A proposed change to Rule 32 of the Federal Rules of Appellate Procedure would put appellate briefs on an enforced diet:
- a principal brief would max out at 12,500 words (rather than the current 14,000 words)
- a reply brief would have half that.
Because the Judicial Conference uses Regulations.gov, you can read the comments that have been submitted.
Some of the comments are from individuals. Many are from organizations, for example
- Seth Waxman submitted a letter on behalf of the appellate practice groups of several large law firms (including his own firm, Wilmer Cutler Pickering Hale and Dorr LLP).
- EarthJustice, Sierra Club, Defenders of Wildlife, and Western Environmental Law Center submitted joint comments.
- The American Academy of Appellate Lawyers also weighed in, approving changes to other rules but not Rule 32.

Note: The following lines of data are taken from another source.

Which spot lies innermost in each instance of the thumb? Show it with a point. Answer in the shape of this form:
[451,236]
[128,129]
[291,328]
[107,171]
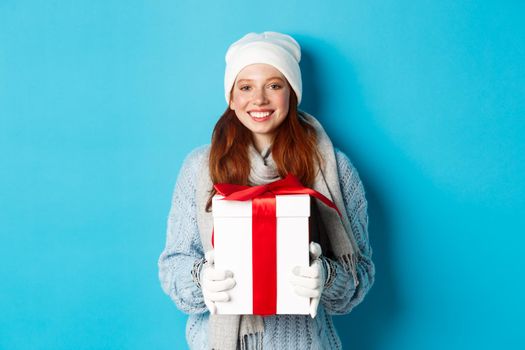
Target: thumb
[315,250]
[314,303]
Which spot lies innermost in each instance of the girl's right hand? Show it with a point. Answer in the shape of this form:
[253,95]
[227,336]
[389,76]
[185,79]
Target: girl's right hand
[215,283]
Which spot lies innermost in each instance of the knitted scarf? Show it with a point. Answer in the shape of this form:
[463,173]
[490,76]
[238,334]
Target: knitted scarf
[229,332]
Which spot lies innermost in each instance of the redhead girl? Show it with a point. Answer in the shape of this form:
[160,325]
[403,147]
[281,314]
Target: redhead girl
[261,137]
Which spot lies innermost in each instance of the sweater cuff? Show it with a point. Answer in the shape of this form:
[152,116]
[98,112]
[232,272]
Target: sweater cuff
[338,282]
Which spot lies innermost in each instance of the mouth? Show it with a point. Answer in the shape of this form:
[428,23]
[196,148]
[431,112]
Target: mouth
[260,116]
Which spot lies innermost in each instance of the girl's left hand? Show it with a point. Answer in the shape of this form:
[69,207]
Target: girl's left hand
[309,281]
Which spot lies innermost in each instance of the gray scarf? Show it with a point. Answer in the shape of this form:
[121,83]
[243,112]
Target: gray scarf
[229,332]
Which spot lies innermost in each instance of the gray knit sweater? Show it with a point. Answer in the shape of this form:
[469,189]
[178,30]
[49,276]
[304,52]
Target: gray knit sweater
[183,248]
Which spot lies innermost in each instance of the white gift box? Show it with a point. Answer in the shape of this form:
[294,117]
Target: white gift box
[232,221]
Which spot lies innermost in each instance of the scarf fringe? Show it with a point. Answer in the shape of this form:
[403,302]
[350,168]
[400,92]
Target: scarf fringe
[349,262]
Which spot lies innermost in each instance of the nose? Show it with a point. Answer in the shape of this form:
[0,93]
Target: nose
[259,97]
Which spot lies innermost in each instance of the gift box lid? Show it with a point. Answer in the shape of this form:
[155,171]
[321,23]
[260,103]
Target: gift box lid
[291,205]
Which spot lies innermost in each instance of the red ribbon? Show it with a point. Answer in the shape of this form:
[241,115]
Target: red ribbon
[264,233]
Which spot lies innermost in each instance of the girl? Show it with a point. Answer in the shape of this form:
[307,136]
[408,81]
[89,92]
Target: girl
[260,138]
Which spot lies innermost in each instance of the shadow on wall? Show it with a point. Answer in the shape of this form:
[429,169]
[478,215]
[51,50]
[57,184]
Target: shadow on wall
[365,326]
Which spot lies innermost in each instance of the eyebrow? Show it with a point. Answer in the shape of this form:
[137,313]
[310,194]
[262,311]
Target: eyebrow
[272,78]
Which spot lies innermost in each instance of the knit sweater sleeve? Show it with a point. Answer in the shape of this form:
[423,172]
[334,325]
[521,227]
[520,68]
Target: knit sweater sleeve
[342,295]
[183,246]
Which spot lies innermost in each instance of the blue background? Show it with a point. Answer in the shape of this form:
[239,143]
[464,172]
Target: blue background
[101,100]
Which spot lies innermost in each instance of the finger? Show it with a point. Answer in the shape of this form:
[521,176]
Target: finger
[315,250]
[314,303]
[210,256]
[311,283]
[311,271]
[213,274]
[211,306]
[218,296]
[307,292]
[220,286]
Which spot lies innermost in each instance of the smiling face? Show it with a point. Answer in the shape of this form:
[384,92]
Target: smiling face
[260,99]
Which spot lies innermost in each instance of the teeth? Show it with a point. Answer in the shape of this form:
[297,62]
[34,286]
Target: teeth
[259,114]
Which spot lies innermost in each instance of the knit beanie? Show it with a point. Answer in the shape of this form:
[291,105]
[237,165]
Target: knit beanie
[276,49]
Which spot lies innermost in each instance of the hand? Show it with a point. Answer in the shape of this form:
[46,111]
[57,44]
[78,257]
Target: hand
[215,283]
[309,281]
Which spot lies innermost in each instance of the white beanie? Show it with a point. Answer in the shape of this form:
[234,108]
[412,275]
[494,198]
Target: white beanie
[276,49]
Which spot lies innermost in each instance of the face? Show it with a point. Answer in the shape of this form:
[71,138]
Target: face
[260,99]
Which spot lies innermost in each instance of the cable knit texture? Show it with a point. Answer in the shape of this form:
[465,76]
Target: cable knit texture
[183,247]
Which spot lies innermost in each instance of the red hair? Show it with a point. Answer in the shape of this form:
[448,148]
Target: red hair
[294,149]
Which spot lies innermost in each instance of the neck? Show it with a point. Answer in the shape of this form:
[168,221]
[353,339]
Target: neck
[262,142]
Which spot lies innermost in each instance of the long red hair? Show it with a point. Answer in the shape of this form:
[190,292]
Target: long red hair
[294,149]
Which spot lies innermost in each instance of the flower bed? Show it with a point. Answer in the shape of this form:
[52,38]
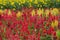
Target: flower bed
[30,24]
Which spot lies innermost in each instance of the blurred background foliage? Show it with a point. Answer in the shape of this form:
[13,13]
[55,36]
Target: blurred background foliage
[18,4]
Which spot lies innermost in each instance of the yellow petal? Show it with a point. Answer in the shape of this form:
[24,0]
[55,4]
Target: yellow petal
[33,12]
[18,14]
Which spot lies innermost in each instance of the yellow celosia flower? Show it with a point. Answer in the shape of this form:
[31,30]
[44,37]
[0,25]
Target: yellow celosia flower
[12,3]
[1,11]
[52,24]
[55,23]
[22,1]
[9,12]
[36,2]
[55,11]
[47,12]
[39,12]
[18,14]
[33,12]
[0,1]
[30,0]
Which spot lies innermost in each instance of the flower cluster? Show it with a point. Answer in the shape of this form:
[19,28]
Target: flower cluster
[30,24]
[18,4]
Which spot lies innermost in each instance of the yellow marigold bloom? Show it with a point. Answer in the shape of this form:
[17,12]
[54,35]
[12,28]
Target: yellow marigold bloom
[33,12]
[55,11]
[18,14]
[55,23]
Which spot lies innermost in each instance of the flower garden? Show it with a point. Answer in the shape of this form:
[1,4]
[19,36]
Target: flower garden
[29,20]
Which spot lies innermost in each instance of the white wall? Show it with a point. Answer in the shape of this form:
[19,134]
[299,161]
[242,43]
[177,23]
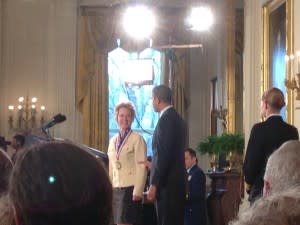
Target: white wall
[297,47]
[39,59]
[252,61]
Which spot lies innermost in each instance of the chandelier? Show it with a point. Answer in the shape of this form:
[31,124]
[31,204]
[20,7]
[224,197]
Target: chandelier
[26,116]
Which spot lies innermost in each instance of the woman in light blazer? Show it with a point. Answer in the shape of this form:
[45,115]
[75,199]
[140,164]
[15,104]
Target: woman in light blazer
[128,176]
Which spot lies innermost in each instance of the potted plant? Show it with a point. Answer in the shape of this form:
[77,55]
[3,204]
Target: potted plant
[225,145]
[209,146]
[232,145]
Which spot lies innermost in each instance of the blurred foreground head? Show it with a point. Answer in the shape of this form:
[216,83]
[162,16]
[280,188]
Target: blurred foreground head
[60,183]
[277,209]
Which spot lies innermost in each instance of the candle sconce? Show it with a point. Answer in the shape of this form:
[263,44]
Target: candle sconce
[221,114]
[24,118]
[294,83]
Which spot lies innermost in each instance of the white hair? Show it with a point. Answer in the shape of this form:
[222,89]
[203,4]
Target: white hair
[283,167]
[276,209]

- Judge Frank Easterbrook (7th Cir.) wrote supporting the current, 14,000-word limit, and also explaining its origin.
Most of the comments are against the change, but some support it. See Mark Wilson, FRAP 32: Do Federal Appellate Briefs Need to Be Shorter?, Strategist (Feb. 17, 2015).

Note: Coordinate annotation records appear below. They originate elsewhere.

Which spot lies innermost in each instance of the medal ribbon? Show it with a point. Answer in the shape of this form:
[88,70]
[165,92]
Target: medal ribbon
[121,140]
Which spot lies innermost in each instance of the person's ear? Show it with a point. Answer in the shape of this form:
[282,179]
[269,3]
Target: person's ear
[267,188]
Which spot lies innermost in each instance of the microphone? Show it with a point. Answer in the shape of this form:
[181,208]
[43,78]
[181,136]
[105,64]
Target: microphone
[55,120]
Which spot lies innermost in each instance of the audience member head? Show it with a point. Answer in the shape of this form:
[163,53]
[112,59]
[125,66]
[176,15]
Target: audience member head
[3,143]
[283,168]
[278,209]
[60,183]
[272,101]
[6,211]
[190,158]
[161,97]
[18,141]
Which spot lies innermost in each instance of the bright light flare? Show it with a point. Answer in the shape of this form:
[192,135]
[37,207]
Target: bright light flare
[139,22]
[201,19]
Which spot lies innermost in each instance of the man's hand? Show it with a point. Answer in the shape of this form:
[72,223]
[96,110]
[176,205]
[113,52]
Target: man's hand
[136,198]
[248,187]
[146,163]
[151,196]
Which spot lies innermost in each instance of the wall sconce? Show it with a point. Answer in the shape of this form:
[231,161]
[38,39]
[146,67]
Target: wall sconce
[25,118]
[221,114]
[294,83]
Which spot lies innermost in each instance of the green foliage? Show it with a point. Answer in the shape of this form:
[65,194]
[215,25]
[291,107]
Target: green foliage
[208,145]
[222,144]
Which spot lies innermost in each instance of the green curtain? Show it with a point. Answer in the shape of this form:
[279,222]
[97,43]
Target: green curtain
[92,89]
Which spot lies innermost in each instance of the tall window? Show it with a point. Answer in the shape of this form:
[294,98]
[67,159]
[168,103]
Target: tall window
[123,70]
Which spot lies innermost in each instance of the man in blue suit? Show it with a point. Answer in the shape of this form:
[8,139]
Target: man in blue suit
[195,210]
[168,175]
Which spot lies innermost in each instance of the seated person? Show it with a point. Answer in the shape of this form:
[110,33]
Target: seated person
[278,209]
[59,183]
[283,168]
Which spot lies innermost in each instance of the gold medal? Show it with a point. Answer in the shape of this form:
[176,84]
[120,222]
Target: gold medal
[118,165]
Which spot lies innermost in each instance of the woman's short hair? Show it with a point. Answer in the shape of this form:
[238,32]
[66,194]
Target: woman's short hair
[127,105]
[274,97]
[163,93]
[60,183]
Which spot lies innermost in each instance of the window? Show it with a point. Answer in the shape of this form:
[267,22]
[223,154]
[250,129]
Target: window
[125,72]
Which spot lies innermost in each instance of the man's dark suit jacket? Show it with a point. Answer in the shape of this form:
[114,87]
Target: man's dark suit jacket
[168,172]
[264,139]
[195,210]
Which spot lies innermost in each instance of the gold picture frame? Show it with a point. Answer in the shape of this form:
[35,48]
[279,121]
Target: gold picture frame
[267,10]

By the way, the corresponding rule in Washington (RAP 10.4) limits brief length in terms of pages, not words. Its limit is 50 pages for a principal brief, which might work out to be about the same as 14,000 words. Judge Easterbrook says that the old federal rule was 50 pages; to change to a word count, he calculated the number of words in 50-page briefs and found an average of just under 40,000 words.